Total Enrollment Grows 3%, Driven by 6% Increase at CUNY Community Colleges & 4% Jump in New Graduate Students  

Unveils Campus Roadmap for Career Success 

“We Are a University Driven by the Promise of Boundless Opportunity and Propelled by the Perseverance, Talent, Passion and Imagination of Our Diverse Community.” 

Transcript From Today’s Address Available Here


City University of New York Chancellor Félix V. Matos Rodríguez today delivered his State of the University Address, announcing that total enrollment grew 3%, the University’s second consecutive yearly increase, totaling almost 15,000 students over the past two years. Critically, this year’s jump was driven by a 6% increase at CUNY’s community colleges, which were hardest hit hardest by pandemic-induced declines, and a 4% growth in new graduate student enrollment – the first in four years. 

“The increase in student enrollment demonstrates that the past year, often eventful and challenging, has also been a time of progress,” said CUNY Chancellor Félix V. Matos Rodríguez. “These achievements, from enrollment to career engagement and research, demonstrate that when we come together, there is no limit to our ability to expand opportunity, improve lives and make our city a better place. And while there is still work to do, I’ve never been more confident in CUNY and our ability to deliver on our core mission of providing a first-rate education to every New Yorker, regardless of means or background.” 

During the speech, which took place at New York City College of Technology, Chancellor Matos Rodríguez also discussed plans to transform the CUNY School of Medicine into an independent college within the University.
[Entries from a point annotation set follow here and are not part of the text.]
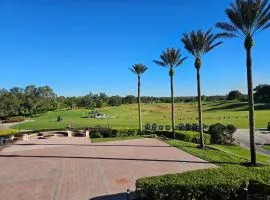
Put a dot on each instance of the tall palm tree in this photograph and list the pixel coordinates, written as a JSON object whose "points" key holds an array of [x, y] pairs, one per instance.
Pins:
{"points": [[247, 17], [199, 43], [139, 69], [171, 58]]}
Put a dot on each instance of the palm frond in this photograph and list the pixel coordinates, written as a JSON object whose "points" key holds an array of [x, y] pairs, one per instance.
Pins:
{"points": [[170, 57], [198, 42], [247, 17], [138, 69]]}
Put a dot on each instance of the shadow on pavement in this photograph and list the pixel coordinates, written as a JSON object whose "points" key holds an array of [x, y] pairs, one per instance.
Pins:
{"points": [[113, 158]]}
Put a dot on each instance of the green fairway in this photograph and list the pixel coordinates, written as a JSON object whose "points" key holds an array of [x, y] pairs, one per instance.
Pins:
{"points": [[266, 146], [126, 116]]}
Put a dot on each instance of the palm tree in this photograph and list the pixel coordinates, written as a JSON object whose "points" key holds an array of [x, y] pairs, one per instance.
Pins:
{"points": [[171, 58], [247, 17], [199, 43], [139, 69]]}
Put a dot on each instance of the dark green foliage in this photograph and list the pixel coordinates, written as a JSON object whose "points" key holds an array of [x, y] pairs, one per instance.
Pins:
{"points": [[26, 101], [107, 132], [59, 118], [193, 137], [208, 184], [221, 134], [234, 95], [13, 119], [96, 135]]}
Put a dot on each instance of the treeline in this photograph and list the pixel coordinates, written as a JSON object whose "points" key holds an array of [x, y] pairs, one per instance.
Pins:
{"points": [[32, 100], [101, 100], [26, 101]]}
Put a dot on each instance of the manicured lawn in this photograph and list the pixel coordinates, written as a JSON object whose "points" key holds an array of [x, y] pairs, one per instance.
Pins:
{"points": [[97, 140], [126, 116], [8, 131], [266, 146], [219, 154]]}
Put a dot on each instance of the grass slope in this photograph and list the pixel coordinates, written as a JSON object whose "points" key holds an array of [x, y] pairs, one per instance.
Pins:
{"points": [[231, 112]]}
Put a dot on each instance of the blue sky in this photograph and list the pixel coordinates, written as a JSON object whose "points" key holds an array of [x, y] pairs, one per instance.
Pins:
{"points": [[78, 46]]}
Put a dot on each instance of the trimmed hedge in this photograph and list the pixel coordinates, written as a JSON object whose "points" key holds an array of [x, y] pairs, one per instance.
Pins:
{"points": [[187, 136], [8, 132], [210, 184]]}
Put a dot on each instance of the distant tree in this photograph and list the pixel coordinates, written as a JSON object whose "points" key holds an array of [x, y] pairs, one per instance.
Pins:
{"points": [[71, 102], [235, 94], [199, 43], [262, 93], [139, 69], [115, 100], [247, 17], [129, 99], [171, 58]]}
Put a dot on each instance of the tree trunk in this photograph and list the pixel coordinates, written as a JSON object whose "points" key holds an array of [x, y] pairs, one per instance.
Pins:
{"points": [[251, 107], [200, 107], [139, 105], [172, 100]]}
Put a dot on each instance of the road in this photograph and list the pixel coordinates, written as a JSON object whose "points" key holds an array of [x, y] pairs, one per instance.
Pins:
{"points": [[65, 168]]}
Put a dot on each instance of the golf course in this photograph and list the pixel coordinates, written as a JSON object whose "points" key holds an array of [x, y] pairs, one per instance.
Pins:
{"points": [[126, 116]]}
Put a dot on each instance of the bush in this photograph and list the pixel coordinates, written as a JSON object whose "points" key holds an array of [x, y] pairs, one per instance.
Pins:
{"points": [[221, 134], [211, 184], [96, 135], [59, 118], [7, 132], [125, 132], [187, 136], [14, 119]]}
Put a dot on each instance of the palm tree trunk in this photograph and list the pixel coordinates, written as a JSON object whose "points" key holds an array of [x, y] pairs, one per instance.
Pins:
{"points": [[251, 107], [139, 104], [200, 107], [172, 100]]}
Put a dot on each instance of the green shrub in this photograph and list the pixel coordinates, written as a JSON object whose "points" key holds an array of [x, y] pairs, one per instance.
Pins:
{"points": [[210, 184], [187, 136], [8, 132], [221, 134], [96, 135], [14, 119], [125, 132]]}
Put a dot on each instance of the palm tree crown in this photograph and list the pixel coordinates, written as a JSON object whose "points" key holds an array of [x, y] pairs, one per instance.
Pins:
{"points": [[199, 43], [247, 18], [138, 69], [170, 58]]}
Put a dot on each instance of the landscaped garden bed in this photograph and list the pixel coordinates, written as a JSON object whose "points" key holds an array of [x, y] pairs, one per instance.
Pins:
{"points": [[226, 182]]}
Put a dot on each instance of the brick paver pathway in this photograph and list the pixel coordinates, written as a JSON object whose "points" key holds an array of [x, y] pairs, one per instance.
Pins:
{"points": [[61, 168]]}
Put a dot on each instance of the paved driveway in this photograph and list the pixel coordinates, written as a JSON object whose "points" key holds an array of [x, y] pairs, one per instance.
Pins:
{"points": [[63, 168]]}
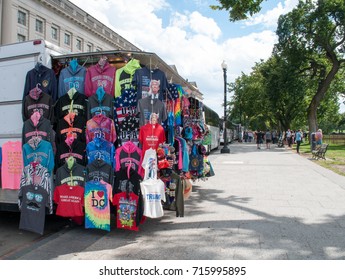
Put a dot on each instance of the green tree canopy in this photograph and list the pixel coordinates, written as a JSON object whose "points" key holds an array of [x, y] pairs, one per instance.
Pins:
{"points": [[239, 9]]}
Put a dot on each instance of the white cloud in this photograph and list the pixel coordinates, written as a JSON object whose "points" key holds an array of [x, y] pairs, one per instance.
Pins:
{"points": [[203, 25], [270, 18], [188, 40]]}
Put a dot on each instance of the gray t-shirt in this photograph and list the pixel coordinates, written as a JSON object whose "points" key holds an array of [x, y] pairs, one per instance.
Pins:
{"points": [[33, 208], [147, 106]]}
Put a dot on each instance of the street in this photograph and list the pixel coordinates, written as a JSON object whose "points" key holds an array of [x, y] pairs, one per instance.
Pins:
{"points": [[261, 205]]}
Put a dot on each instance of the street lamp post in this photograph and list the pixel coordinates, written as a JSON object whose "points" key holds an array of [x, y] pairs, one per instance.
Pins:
{"points": [[225, 148]]}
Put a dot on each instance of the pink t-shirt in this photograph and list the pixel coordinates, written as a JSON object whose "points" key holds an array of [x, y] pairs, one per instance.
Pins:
{"points": [[12, 165]]}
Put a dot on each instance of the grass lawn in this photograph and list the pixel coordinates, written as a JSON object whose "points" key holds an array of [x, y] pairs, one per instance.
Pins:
{"points": [[335, 157]]}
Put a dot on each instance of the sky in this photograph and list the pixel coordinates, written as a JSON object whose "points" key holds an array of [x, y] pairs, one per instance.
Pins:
{"points": [[194, 38]]}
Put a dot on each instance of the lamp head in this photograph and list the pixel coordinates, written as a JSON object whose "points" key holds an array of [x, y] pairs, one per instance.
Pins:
{"points": [[224, 65]]}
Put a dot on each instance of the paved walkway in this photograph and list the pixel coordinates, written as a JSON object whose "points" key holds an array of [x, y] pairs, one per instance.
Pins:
{"points": [[262, 204]]}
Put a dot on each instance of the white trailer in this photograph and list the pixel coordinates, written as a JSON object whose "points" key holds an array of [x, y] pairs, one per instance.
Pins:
{"points": [[15, 61]]}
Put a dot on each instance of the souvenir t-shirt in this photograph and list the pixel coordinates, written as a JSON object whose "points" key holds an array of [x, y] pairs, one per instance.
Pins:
{"points": [[151, 135], [98, 196], [12, 165], [69, 200], [33, 209], [149, 164], [153, 194], [147, 106], [143, 80], [127, 206]]}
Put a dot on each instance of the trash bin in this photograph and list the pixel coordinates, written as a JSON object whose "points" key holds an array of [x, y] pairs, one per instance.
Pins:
{"points": [[313, 141]]}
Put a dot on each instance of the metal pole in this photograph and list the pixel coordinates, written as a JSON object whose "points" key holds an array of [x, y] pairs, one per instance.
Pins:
{"points": [[225, 148]]}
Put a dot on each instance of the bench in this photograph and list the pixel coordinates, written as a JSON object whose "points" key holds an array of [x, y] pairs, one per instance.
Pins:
{"points": [[320, 152]]}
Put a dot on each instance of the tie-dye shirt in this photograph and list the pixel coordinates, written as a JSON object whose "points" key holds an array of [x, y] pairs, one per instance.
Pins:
{"points": [[97, 198]]}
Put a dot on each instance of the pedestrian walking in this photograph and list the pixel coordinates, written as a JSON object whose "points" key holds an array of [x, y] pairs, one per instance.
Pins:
{"points": [[298, 139]]}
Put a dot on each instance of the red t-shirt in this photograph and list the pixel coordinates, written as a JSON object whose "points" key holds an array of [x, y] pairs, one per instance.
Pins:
{"points": [[69, 200], [126, 212], [150, 136]]}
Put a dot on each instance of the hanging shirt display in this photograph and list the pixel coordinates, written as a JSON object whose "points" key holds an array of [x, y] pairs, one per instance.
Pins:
{"points": [[71, 173], [99, 75], [39, 151], [12, 165], [34, 201], [147, 106], [102, 149], [38, 101], [100, 103], [71, 102], [124, 76], [100, 126], [151, 135], [128, 155], [72, 76], [99, 170], [69, 200], [153, 195], [97, 205], [44, 77], [37, 126], [150, 82], [37, 175], [126, 117], [127, 207]]}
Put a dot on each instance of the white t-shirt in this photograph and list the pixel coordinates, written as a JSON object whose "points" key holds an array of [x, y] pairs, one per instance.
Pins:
{"points": [[149, 164], [153, 193]]}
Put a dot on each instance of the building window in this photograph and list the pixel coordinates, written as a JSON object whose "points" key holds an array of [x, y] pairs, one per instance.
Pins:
{"points": [[22, 18], [39, 26], [20, 38], [54, 33], [78, 44], [67, 39]]}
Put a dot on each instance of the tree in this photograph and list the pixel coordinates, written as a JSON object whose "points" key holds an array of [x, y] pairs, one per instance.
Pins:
{"points": [[239, 9], [312, 36], [285, 91]]}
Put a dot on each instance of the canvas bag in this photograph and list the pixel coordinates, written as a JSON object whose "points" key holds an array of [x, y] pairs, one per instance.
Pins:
{"points": [[196, 161]]}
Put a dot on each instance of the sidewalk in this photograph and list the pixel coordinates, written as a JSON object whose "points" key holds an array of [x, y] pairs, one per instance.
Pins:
{"points": [[262, 204]]}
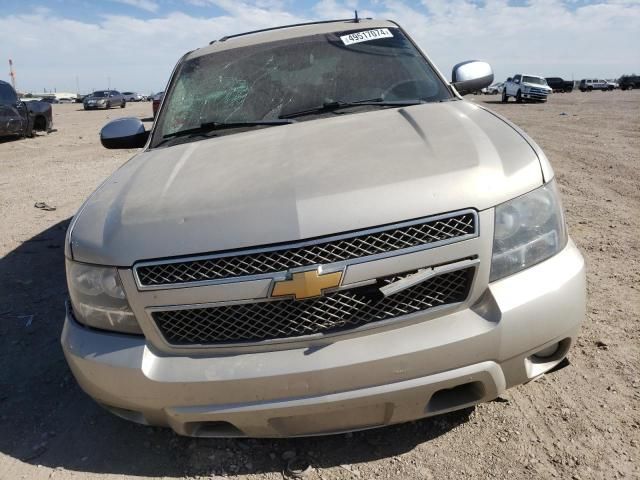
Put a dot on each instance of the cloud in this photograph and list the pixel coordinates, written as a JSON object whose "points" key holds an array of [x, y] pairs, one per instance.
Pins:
{"points": [[147, 5], [547, 37]]}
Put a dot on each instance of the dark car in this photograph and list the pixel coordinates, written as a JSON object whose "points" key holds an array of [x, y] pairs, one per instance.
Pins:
{"points": [[104, 99], [560, 85], [22, 118], [629, 82], [155, 105]]}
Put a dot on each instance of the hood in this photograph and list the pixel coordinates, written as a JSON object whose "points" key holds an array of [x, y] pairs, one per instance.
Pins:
{"points": [[536, 85], [304, 180]]}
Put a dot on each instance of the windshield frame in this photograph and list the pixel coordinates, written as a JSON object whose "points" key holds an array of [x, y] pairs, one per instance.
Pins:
{"points": [[156, 139], [542, 79]]}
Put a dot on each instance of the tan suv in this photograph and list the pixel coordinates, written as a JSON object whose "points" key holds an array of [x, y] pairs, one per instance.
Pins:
{"points": [[319, 235]]}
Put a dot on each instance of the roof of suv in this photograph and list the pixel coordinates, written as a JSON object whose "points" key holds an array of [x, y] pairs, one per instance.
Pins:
{"points": [[286, 32]]}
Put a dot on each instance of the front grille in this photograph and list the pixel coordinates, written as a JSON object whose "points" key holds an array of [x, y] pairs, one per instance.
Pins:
{"points": [[324, 251], [334, 312]]}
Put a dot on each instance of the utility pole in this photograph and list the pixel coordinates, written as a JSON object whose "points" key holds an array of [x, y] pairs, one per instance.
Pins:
{"points": [[12, 74]]}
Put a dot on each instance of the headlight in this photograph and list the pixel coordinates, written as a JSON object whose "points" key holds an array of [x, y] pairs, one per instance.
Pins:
{"points": [[98, 299], [528, 230]]}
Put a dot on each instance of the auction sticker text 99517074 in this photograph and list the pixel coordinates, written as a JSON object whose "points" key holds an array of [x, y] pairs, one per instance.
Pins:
{"points": [[358, 37]]}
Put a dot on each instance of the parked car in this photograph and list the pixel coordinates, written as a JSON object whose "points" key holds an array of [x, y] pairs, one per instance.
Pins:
{"points": [[629, 82], [22, 118], [317, 239], [104, 99], [588, 85], [132, 96], [156, 101], [526, 88], [493, 89], [559, 85]]}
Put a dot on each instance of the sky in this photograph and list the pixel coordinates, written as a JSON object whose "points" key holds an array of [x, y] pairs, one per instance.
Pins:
{"points": [[133, 45]]}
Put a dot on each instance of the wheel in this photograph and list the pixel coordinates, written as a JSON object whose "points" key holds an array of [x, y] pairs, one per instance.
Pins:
{"points": [[519, 97]]}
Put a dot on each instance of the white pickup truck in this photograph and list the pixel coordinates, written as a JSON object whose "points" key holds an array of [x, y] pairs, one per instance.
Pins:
{"points": [[526, 88]]}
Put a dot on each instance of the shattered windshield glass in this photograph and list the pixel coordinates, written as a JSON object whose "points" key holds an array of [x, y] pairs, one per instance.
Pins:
{"points": [[270, 80], [536, 80]]}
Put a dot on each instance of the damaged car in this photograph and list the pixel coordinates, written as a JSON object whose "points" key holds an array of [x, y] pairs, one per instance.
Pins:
{"points": [[318, 235], [22, 118]]}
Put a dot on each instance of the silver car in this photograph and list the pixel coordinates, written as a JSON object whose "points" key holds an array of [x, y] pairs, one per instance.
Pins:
{"points": [[320, 235]]}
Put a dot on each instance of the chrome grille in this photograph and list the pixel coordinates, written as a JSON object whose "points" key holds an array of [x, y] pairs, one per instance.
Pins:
{"points": [[279, 319], [322, 251]]}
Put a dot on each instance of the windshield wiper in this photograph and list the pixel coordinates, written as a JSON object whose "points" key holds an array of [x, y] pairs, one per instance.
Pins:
{"points": [[212, 126], [339, 104]]}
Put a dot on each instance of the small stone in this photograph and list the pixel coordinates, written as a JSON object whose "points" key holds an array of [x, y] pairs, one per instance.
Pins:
{"points": [[288, 455]]}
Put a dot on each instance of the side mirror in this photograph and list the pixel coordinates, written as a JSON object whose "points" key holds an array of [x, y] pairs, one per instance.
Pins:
{"points": [[471, 76], [126, 132]]}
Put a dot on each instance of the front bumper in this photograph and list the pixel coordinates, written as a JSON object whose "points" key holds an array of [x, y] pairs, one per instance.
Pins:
{"points": [[413, 371], [538, 97]]}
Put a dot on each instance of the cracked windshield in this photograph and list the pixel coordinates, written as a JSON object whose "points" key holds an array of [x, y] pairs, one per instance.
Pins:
{"points": [[268, 82]]}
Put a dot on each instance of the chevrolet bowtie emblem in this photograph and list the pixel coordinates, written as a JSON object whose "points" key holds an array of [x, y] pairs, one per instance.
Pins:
{"points": [[306, 284]]}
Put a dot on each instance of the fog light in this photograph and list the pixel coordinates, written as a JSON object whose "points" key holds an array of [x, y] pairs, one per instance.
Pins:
{"points": [[547, 351]]}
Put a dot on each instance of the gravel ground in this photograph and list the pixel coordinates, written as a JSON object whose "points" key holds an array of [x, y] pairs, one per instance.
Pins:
{"points": [[580, 422]]}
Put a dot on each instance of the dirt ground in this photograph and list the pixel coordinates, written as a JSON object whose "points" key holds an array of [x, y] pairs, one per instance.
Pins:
{"points": [[580, 422]]}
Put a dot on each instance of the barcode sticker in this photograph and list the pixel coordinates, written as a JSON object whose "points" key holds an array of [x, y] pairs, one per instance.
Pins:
{"points": [[366, 36]]}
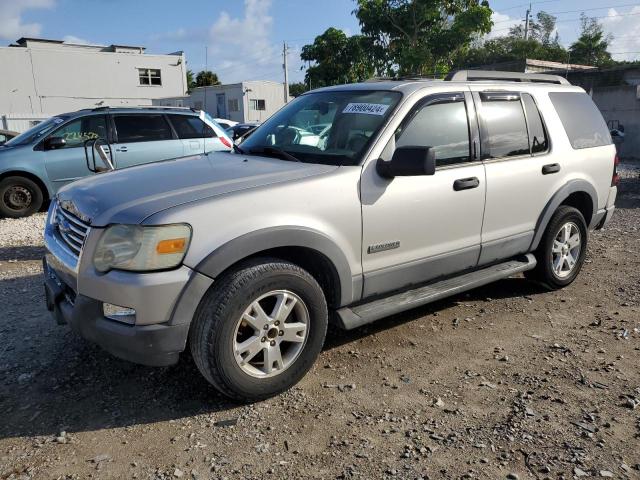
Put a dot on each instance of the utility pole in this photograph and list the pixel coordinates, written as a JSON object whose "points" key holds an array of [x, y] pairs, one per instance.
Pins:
{"points": [[286, 72]]}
The transition will enable the school, founded in 1973 as The Sophie Davis School of Biomedical Education at The City College of New York, to bolster its impact, simplify accreditation and advance its dual mandate to produce diverse medical practitioners and provide quality health services to underserved communities across New York City, where over half of residents identify as Black or Latino but just 16% of physicians are. 

As part of CUNY’s continued effort to prepare students for professional success after graduation, the Chancellor announced that CUNY will be pursuing a campus roadmap for career success beginning this spring. A wide-ranging strategy to propel career outcomes for CUNY students, this initiative will build on the success of CUNY’s proven interventions, including career-infused degree maps, a tool that helps students identify careers aligned with their degrees and reach milestones – including paid internships – that are key to competing for jobs in those fields. Funded by a $700,000 grant from the Robin Hood Foundation, these degree-career maps have been adopted by more than 100 academic departments across CUNY thus far.   

Other speech highlights include:  

  • CUNY received its largest NIH grant this year and had a second year of record research funding
  • Applications to CUNY during the free application period, which ended on Nov. 15, were 57,512, up from 13% from last fall. 
  • More than 40,000 New Yorkers with college credits have returned to CUNY through the three-year-old Reconnect program, including 8,000 this fall.   
  • From 2019 through 2023, CUNY drew $2.8 billion in funding for research, training and other sponsored activity – a nearly 30% increase over the previous five-year period. 
  • In the last two years, CUNY has completed 73 capital projects totaling $760 million in investments, including a new Nursing Education, Research, and Practice Center at Lehman College. 
  • The past two years were CUNY’s best ever for major gifts from philanthropic donors: 
  • $116 million from the Steven and Alexandra Cohen Foundation to create the Cohen Career Collective workforce training center at LaGuardia Community College. This is the largest gift to a U.S. community college. 
  • $52 million from Leonard Lauder to establish the Evelyn Lauder Community Care Nurse Practitioner Program at Hunter College.
  • $75 million from the Simons Foundation and Simons Foundation International to become a hub for computational science and artificial intelligence. These funds also support CUNY’s participation in Gov. Hochul’s Empire AI project.